Young’s passing wizardry from the Big 12 has translated to the NBA. He’s improved his vision in traffic, and even at a poor percentage, his gravity beyond the arc shifts defenses into favorable passing lanes. Young’s head is up in transition, and he’s forming a budding rapport with John Collins. With its point guard in place, Atlanta can now build its roster.

There will be plenty of mistakes and eyesore stat lines for Young in 2019, especially if he continues to let it fly from 25-plus feet. But the string of errors will be best for Atlanta in the long term. Young should grow from his foolish early years into a quality guard, and in the immediate future, pile up the losses as the lottery draws near.

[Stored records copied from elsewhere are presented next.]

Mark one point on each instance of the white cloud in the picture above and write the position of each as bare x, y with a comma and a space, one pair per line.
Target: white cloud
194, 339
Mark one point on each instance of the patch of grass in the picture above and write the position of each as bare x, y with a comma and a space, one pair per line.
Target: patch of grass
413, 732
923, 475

Suns: Nurture Deandre Ayton

The Suns have survived a disastrous start to tread water over the past two weeks, going 5–2 since Dec. 13. Ayton’s steady improvement has been a large reason why. The No. 1 pick had his best night as a pro against the Celtics on Dec. 19, displaying the power and mobility that salivated Phoenix scouts before the draft. Ayton hasn’t been a late-game killer like Luka Doncic, but he’s quietly had an impressive rookie season. The Arizona product is one of six rookie centers since 2000 to average 15 points, 10 rebounds and one block per game, joining recent high-prized picks Karl-Anthony Towns and Joel Embiid. Ayton's been the offensive force many expected following his freshman year.

The other side of the ball has been concerning to say the least. Ayton has largely been a dreadful defender, lost in the pick-and-roll. He’s timbered while getting crossed-up by Darren Collison, who isn’t exactly Kemba Walker with the handle. Ayton’s technique thus far hasn’t been passable, and the instincts are invisible far too often. It’s not fair to expect Ayton to defend on the island, but he should be able to passably corral most guards as they approach the paint. He’s far from a lost cause defensively at 20-years-old. But you’d hope he’d be more serviceable as a rookie.

Even with the defensive woes, the glimpses of offensive dominance make Ayton as a true building block next to Devin Booker. If Ayton emerges from 2018-19 as the best big in his class, things will be looking up in the desert. If the struggles compound, Phoenix will increasingly rue its decision to pass on Doncic.